Het atheïsme belezen door Wil van den Bercken

Mijn (oud-)collega Wil van den Bercken is historicus en Slavist. Hij doceerde Russische geschiedenis in Utrecht. Vanuit een eerste studie filosofie en theologie (niet afgemaakt) bij de Franciscanen in Venray bleef hij veel belangstelling houden voor religie en zo werd hij ook hoogleraar Oosters Christendom in Nijmegen.
Hij schrijft goed, puntig, geestig en was een geliefd comlumnist toen er nog een gedrukt Utrechts Universiteitsblad was.
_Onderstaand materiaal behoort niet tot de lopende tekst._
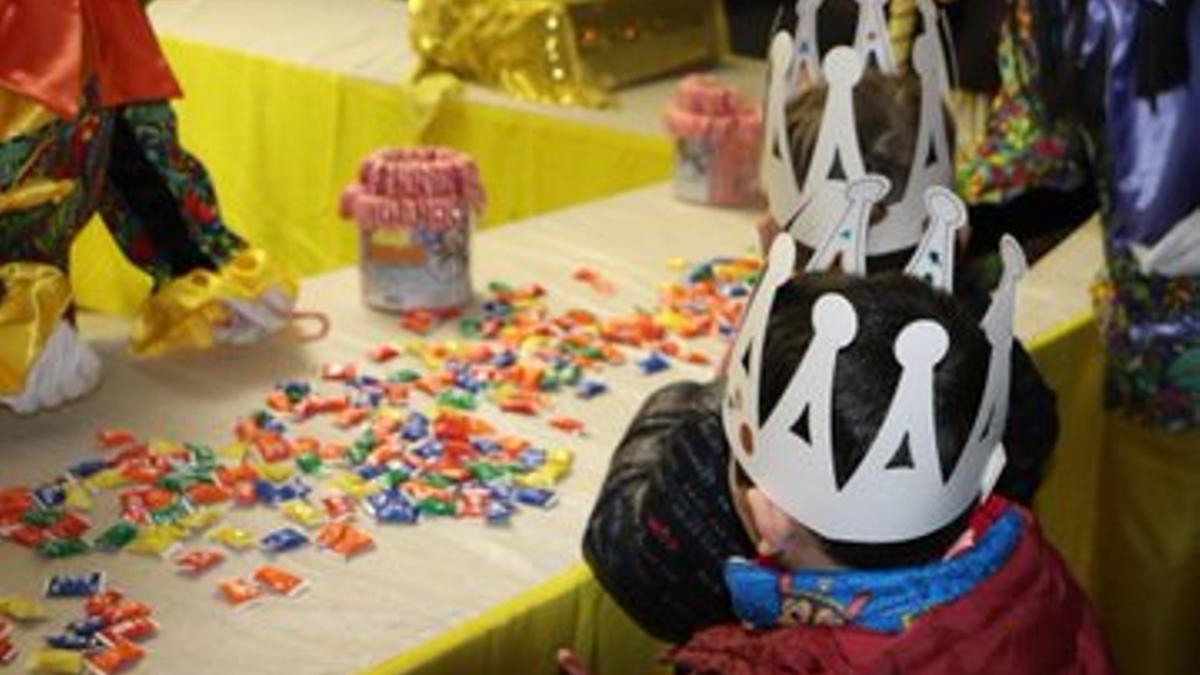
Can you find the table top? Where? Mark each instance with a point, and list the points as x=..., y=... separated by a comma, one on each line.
x=421, y=580
x=369, y=40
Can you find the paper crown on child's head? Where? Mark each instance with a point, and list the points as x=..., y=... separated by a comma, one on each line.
x=805, y=209
x=900, y=490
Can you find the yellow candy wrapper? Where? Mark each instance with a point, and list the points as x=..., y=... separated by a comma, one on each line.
x=201, y=519
x=23, y=610
x=234, y=452
x=156, y=541
x=78, y=497
x=107, y=479
x=276, y=472
x=303, y=513
x=55, y=661
x=233, y=538
x=541, y=479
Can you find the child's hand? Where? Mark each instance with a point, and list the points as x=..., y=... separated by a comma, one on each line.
x=767, y=230
x=570, y=663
In 2003 schreef hij al een venijnig boekje Tegen de religieuze behaaglijkheid over de 'essentie van religie'. Hij heeft twee fantastisch muzikale dochters, maar heeft zelfs niet veel met muziek. Niet met de sonore bassen van de Byzantijns-orthodoxe liturgie (opgeklopt, allemaal te lange liturgie, en dan in die potsierlijke jurken met hun kronen), wel met de oude ikonen, maar verder is religie toch vooral zingeving en ethische stimulans. Hij was ook de editor voor een boek over Tussen Professie en Confessie: Wat geloven theologen? (Budel:Damon, 2008; ik schreef er zelf ook een hoofdstuk voor).
Nu heeft hij zijn mooiste boek in deze trilogie geschreven: Geloven tegen beter weten in.
 Het kleine boek (160 kleine bladzijden, uitgeverij Balans, 2014) benadrukt bijna op iedere bladzijde dat geloven een eigen logica heeft, tegen de rede in of in ieder geval buiten de rede om gaat en ook mag gaan. Het is in de klassieke zin vooral negatieve theologie (die over God schrijft wat God niet is), maar dan over de gelovige zelf. Over God staat er eigenlijk niet veel in absolute uitspraken in, de focus is op de zieleroerselen van de gelovige en daar vooral ook wat er allemaal niet is: geloven is geen rationele conclusie, is geen esthetisch gevoel, is ook geen ethische prikkel of wereldverbetringsinstinct, al helemaal geen folklore of fantasie. Geloof als institutie, middel om macht over geld en andere mensen te hebben is ook fout of minstens niet echte religie.
In hoofdstuk 3 vond ik op een frisse manier toch wel een aantal echos van de traditionele vijf godsbewijzen: gevoel van geschapenheid, ethisch onvolmaaktheidsbesef, verlangen naar ultieme rechtvaardigheid (blz. 48).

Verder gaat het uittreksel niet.